Patronen

In Illustrator hebben we drie mogelijkheden om een object te vullen.
De eerste twee hebben we gezien, een kleur en een kleurverloop.

Een derde vulling is een “patroon”.

Illustrator is standaard voorzien van een hele reeks patronen, die we allen terugvinden onder de knop “Menu staalbibliotheken” in het deelvenster “Stalen”.

Om een object te voorzien van een patroon, klik je de knop “Menu staalbibliotheken” in het deelvenster “Lagen”.
Kies je “Patronen” in het drop-downmenu, en klik je een categorie of subcategorie.
In het deelvenster van de categorie, klik je het patroon dat je wilt gebruiken.

Om de structuur van een gebruikt patroon te wijzigen dubbelklik je de knop “Schalen” (1) in de gereedschapbalk.
In het dialoogvenster dat verschijnt wijzig je de structuur door deze al dan niet proportioneel te wijzigen.
Let er wel op dat het selectievakje “Patronen” (2) is geselecteerd.
Klik de knop OK wanneer je klaar bent.

Wens je eerst een voorbeeld te zien voor je de wijziging bevestigt, selecteer je het keuzevakje “Voorvertoning” (A).

 

Patroon wijzigen

Wens je echter het patroon zelf te wijzigen, bijvoorbeeld de kleur, dan moet je eerst de vulling “uitbreiden”.

Selecteer hiervoor eerst het object waar het patroon is op toegepast.
Klik vervolgens de knop “Object” in de menubalk, en kies “Uitbreiden” in het drop-downmenu.
In het dialoogvenster dat verschijnt kies je “Vulling” (1) en klik je de knop OK.

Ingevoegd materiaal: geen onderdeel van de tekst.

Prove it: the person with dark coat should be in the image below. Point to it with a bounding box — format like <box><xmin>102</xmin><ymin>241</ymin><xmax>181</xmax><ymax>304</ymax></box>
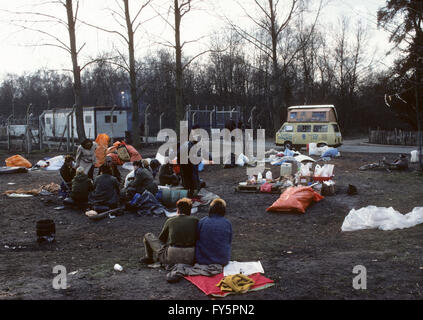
<box><xmin>126</xmin><ymin>160</ymin><xmax>158</xmax><ymax>196</ymax></box>
<box><xmin>149</xmin><ymin>159</ymin><xmax>161</xmax><ymax>179</ymax></box>
<box><xmin>98</xmin><ymin>155</ymin><xmax>121</xmax><ymax>183</ymax></box>
<box><xmin>178</xmin><ymin>140</ymin><xmax>200</xmax><ymax>198</ymax></box>
<box><xmin>90</xmin><ymin>165</ymin><xmax>120</xmax><ymax>210</ymax></box>
<box><xmin>65</xmin><ymin>167</ymin><xmax>94</xmax><ymax>206</ymax></box>
<box><xmin>195</xmin><ymin>199</ymin><xmax>232</xmax><ymax>266</ymax></box>
<box><xmin>158</xmin><ymin>158</ymin><xmax>180</xmax><ymax>186</ymax></box>
<box><xmin>59</xmin><ymin>155</ymin><xmax>76</xmax><ymax>198</ymax></box>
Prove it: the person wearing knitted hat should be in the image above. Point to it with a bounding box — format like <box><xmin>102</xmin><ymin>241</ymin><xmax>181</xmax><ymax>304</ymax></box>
<box><xmin>141</xmin><ymin>198</ymin><xmax>198</xmax><ymax>266</ymax></box>
<box><xmin>195</xmin><ymin>198</ymin><xmax>232</xmax><ymax>266</ymax></box>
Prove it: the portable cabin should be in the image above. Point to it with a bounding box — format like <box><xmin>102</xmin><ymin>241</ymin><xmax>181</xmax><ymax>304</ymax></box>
<box><xmin>43</xmin><ymin>106</ymin><xmax>128</xmax><ymax>140</ymax></box>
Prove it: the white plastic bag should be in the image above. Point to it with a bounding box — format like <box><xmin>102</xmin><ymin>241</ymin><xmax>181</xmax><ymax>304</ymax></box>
<box><xmin>236</xmin><ymin>153</ymin><xmax>249</xmax><ymax>167</ymax></box>
<box><xmin>314</xmin><ymin>164</ymin><xmax>324</xmax><ymax>177</ymax></box>
<box><xmin>299</xmin><ymin>163</ymin><xmax>312</xmax><ymax>176</ymax></box>
<box><xmin>124</xmin><ymin>170</ymin><xmax>135</xmax><ymax>188</ymax></box>
<box><xmin>411</xmin><ymin>150</ymin><xmax>419</xmax><ymax>163</ymax></box>
<box><xmin>321</xmin><ymin>164</ymin><xmax>334</xmax><ymax>177</ymax></box>
<box><xmin>45</xmin><ymin>155</ymin><xmax>65</xmax><ymax>171</ymax></box>
<box><xmin>265</xmin><ymin>171</ymin><xmax>273</xmax><ymax>180</ymax></box>
<box><xmin>342</xmin><ymin>206</ymin><xmax>423</xmax><ymax>232</ymax></box>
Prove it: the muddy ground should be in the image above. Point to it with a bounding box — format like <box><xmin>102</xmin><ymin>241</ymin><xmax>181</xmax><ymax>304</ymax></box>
<box><xmin>0</xmin><ymin>147</ymin><xmax>422</xmax><ymax>300</ymax></box>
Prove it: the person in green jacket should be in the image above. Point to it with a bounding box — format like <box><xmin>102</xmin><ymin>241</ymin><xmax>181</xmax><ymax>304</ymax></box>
<box><xmin>141</xmin><ymin>198</ymin><xmax>198</xmax><ymax>266</ymax></box>
<box><xmin>70</xmin><ymin>167</ymin><xmax>94</xmax><ymax>204</ymax></box>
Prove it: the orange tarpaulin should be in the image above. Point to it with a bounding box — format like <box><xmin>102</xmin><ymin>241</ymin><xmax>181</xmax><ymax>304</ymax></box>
<box><xmin>95</xmin><ymin>134</ymin><xmax>111</xmax><ymax>168</ymax></box>
<box><xmin>5</xmin><ymin>155</ymin><xmax>32</xmax><ymax>168</ymax></box>
<box><xmin>267</xmin><ymin>186</ymin><xmax>324</xmax><ymax>214</ymax></box>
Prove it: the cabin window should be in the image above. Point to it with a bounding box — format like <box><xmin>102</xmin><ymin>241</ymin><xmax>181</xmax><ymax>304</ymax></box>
<box><xmin>45</xmin><ymin>117</ymin><xmax>51</xmax><ymax>125</ymax></box>
<box><xmin>105</xmin><ymin>115</ymin><xmax>117</xmax><ymax>123</ymax></box>
<box><xmin>313</xmin><ymin>125</ymin><xmax>328</xmax><ymax>133</ymax></box>
<box><xmin>289</xmin><ymin>112</ymin><xmax>297</xmax><ymax>120</ymax></box>
<box><xmin>85</xmin><ymin>115</ymin><xmax>92</xmax><ymax>124</ymax></box>
<box><xmin>297</xmin><ymin>125</ymin><xmax>311</xmax><ymax>132</ymax></box>
<box><xmin>311</xmin><ymin>112</ymin><xmax>326</xmax><ymax>121</ymax></box>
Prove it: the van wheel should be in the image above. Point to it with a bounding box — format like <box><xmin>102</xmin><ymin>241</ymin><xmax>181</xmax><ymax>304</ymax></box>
<box><xmin>284</xmin><ymin>141</ymin><xmax>293</xmax><ymax>150</ymax></box>
<box><xmin>317</xmin><ymin>142</ymin><xmax>327</xmax><ymax>148</ymax></box>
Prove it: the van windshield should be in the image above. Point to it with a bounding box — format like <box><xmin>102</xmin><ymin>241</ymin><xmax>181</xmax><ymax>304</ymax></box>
<box><xmin>332</xmin><ymin>124</ymin><xmax>340</xmax><ymax>132</ymax></box>
<box><xmin>282</xmin><ymin>125</ymin><xmax>293</xmax><ymax>132</ymax></box>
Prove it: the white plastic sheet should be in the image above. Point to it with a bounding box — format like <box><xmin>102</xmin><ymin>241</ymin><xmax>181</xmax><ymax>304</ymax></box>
<box><xmin>44</xmin><ymin>155</ymin><xmax>65</xmax><ymax>171</ymax></box>
<box><xmin>223</xmin><ymin>261</ymin><xmax>264</xmax><ymax>276</ymax></box>
<box><xmin>341</xmin><ymin>206</ymin><xmax>423</xmax><ymax>232</ymax></box>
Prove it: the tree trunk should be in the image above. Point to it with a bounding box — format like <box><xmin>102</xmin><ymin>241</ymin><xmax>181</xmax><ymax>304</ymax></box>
<box><xmin>66</xmin><ymin>0</ymin><xmax>86</xmax><ymax>142</ymax></box>
<box><xmin>174</xmin><ymin>0</ymin><xmax>184</xmax><ymax>130</ymax></box>
<box><xmin>124</xmin><ymin>0</ymin><xmax>141</xmax><ymax>148</ymax></box>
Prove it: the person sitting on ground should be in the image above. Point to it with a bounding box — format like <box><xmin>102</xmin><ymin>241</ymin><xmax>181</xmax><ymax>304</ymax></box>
<box><xmin>65</xmin><ymin>167</ymin><xmax>94</xmax><ymax>207</ymax></box>
<box><xmin>76</xmin><ymin>139</ymin><xmax>97</xmax><ymax>180</ymax></box>
<box><xmin>59</xmin><ymin>155</ymin><xmax>76</xmax><ymax>198</ymax></box>
<box><xmin>99</xmin><ymin>155</ymin><xmax>121</xmax><ymax>183</ymax></box>
<box><xmin>141</xmin><ymin>198</ymin><xmax>199</xmax><ymax>266</ymax></box>
<box><xmin>158</xmin><ymin>157</ymin><xmax>180</xmax><ymax>186</ymax></box>
<box><xmin>125</xmin><ymin>160</ymin><xmax>158</xmax><ymax>197</ymax></box>
<box><xmin>195</xmin><ymin>198</ymin><xmax>232</xmax><ymax>266</ymax></box>
<box><xmin>149</xmin><ymin>159</ymin><xmax>161</xmax><ymax>179</ymax></box>
<box><xmin>383</xmin><ymin>154</ymin><xmax>409</xmax><ymax>171</ymax></box>
<box><xmin>90</xmin><ymin>164</ymin><xmax>121</xmax><ymax>212</ymax></box>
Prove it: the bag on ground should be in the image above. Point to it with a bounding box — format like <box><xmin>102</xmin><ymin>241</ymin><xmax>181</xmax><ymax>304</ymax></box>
<box><xmin>267</xmin><ymin>186</ymin><xmax>324</xmax><ymax>214</ymax></box>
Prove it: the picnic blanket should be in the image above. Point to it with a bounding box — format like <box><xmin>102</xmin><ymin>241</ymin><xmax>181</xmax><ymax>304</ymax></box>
<box><xmin>185</xmin><ymin>273</ymin><xmax>274</xmax><ymax>297</ymax></box>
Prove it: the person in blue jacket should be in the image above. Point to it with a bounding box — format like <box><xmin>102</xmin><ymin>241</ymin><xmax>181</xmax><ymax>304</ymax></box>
<box><xmin>195</xmin><ymin>198</ymin><xmax>232</xmax><ymax>266</ymax></box>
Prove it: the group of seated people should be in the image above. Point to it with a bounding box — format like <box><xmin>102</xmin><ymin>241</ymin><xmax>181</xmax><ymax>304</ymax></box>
<box><xmin>59</xmin><ymin>140</ymin><xmax>201</xmax><ymax>213</ymax></box>
<box><xmin>142</xmin><ymin>197</ymin><xmax>232</xmax><ymax>268</ymax></box>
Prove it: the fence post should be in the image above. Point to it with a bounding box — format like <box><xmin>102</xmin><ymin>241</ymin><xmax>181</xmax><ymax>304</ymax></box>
<box><xmin>26</xmin><ymin>103</ymin><xmax>32</xmax><ymax>155</ymax></box>
<box><xmin>144</xmin><ymin>104</ymin><xmax>150</xmax><ymax>144</ymax></box>
<box><xmin>160</xmin><ymin>112</ymin><xmax>165</xmax><ymax>131</ymax></box>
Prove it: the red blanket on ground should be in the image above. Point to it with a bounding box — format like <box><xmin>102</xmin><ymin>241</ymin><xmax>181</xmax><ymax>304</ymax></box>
<box><xmin>184</xmin><ymin>273</ymin><xmax>274</xmax><ymax>297</ymax></box>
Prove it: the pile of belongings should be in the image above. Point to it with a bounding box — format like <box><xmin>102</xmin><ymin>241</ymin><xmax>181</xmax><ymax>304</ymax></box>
<box><xmin>106</xmin><ymin>141</ymin><xmax>142</xmax><ymax>165</ymax></box>
<box><xmin>265</xmin><ymin>148</ymin><xmax>315</xmax><ymax>166</ymax></box>
<box><xmin>341</xmin><ymin>206</ymin><xmax>423</xmax><ymax>232</ymax></box>
<box><xmin>3</xmin><ymin>183</ymin><xmax>61</xmax><ymax>198</ymax></box>
<box><xmin>308</xmin><ymin>143</ymin><xmax>340</xmax><ymax>160</ymax></box>
<box><xmin>176</xmin><ymin>261</ymin><xmax>274</xmax><ymax>297</ymax></box>
<box><xmin>267</xmin><ymin>186</ymin><xmax>324</xmax><ymax>214</ymax></box>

Op het eerste zicht lijkt het of er niks is gebeurd.
Maar wanneer we wat inzoomen op het object en we het gereedschap “Direct selecteren” (2) kiezen in de gereedschapbalk, kunnen we elk object van dit patroon selecteren (3).
En wanneer we iets kunnen selecteren met het gereedschap “Direct selecteren”, kunnen we hiervan de vorm en de kleur wijzigen.
Hoe je dat doe moet je nu wel al weten.

Et voilà, mijn tafelkleed heeft nu een blauw bloempje.